I am hoping that the Entity Locking feature will be part of this permissions implementation with automation rules?
The idea is that a lot of content in an organization is time-sensitive, e.g. financial entries or meeting minutes, or other reasons why editability is rule-based.
Thank you for the clarity!
It is taking shape
The new permissions model looks great!
If this can eventually also be applied to Views then we would have 80% of “field-based permissions”, since we could expose our sensitive DB fields only in certain Views, which could then be permissions-restricted.
Multiple entity views would complete the picture
We do have plans to Share Views (via new permission model), but not this year for sure. However, in this shared view a visitor still can open some entity and see more fields, so it is not enough to just have that, we should add Entity Views to make it work for your case.

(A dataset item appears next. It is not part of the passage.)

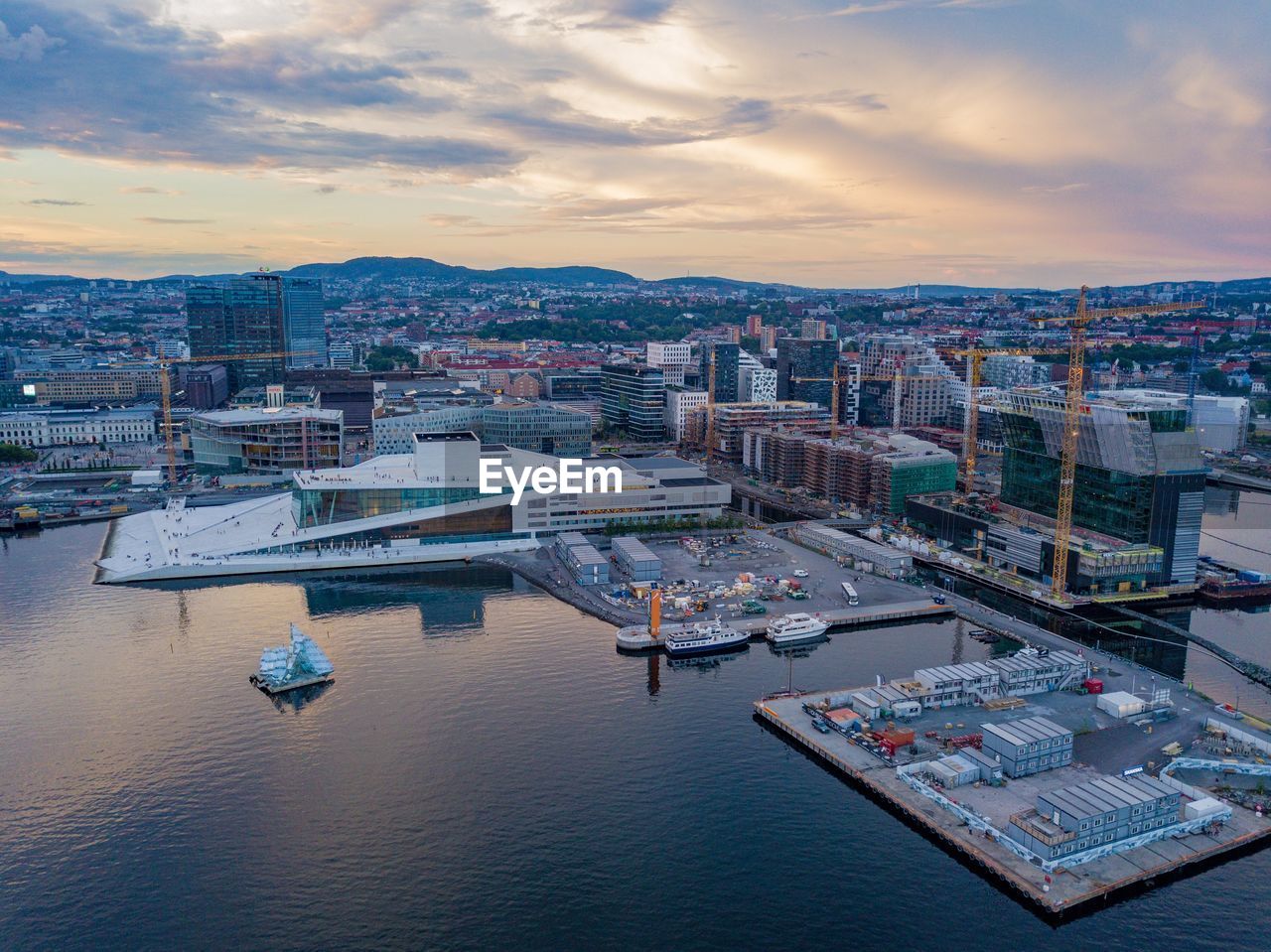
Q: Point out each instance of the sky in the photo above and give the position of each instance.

My thought was that any “sensitive” fields could simply be hidden in entity view.
But it’s even better to make the entire entity view subject to permissions as well
Awesome! It’s looking great!
Thanks for the update!
We also have several GDPR use cases on contact level that are currently a pain in the ass. Would be awesome if this can be fixed in the future via new permissions model
This is really exciting development and looking forward to trying it out.
However, similar to @Matt_Blais & @YvetteLans , I am hoping we are able to get to be able to have some field level controls, even if it is through creative means. I posted Setting field/UI properties based on conditions request with a proposal on this front. It is nothing new that hasn’t been discussed in some form in other posts, but I thought this might be a good time to bring the ideas together again since there is renewed discussion on permissions and how information is presented in the UI.
Unfortunately, we will never implement field-level permissions due to tech. limitations. The only viable workaround that will work — create some additional Database, move all fields you want to hide there, and use 1-1 connection between this database and original database. Thus you will isolate fields, but editing will be not very easy, always extra-clicks…
For example, you may have Employee database and want to hide Salary. In this case you will have to create Salary Database and link it to Employee.
I see a different possibility, though perhaps you don’t intend to implement that either:
If you had multiple layouts for a given database (entity view), and they could have unique security settings per-layout (which I would think is easier to implement than per-field permissions), then you could simply put sensitive fields (ones that not everyone should see) onto a different layout with special permissions. The likely failure case for at least some people would be desire to have fields that are visible but not editable, depending on permissions, which becomes more field-level permissions than unique layouts.
The problem with these sorts of workarounds is that if the permission control is not strict (and relies solely on UI) there are ways that sensitive data can ‘leak’. For example, API access is not affected by view settings. Or if a user has creator access in one space and read-only access to the space containing the ‘sensitive’ field, he/she can create views/formulas that do not have the same limitations (hidden fields) as those created by other people.
That’s a fair and important point. My resulting question would be: assuming there is enough utility in the “individual layouts” feature request, and that implementing permissions per-layout is not hard, would it not be better to have some solution than none? I get that a solution that offers a false sense of data confidentiality is not good, so there would have to be some caveats around that, but I do think people would still get plenty of value out of it.
Possibly. But I suspect we would be more likely to be head down a route where adding a (strictly controlled) linked database is as easy as adding a new field (and where it is possible/easy to edit the linked entity’s properties without having to navigate to it - all subject to permissions of course).
Ah, fair enough then! I still want multiple layouts per DB/entity type, but what you describe also sounds very useful.
@Chr1sG I understand the limitations. As @Oshyan pointed out, I guess the options we are suggesting (either having conditional control over fields and/or multiple layouts) would be half measures from a permission-perspective but they would also have other useful benefits. So they can be suggested as possible workarounds (along with separate dedicated database as @mdubakov indicated) each with their own limitations, so creators can choose based on their needs. For example, in many cases, hiding or locking fields is not so much a matter of security but convenience/user experience.
This is true, but it is orthogonal to permissions. Entity Views is something we do want to dig into eventually.
This sounds very helpful for GPDR use cases!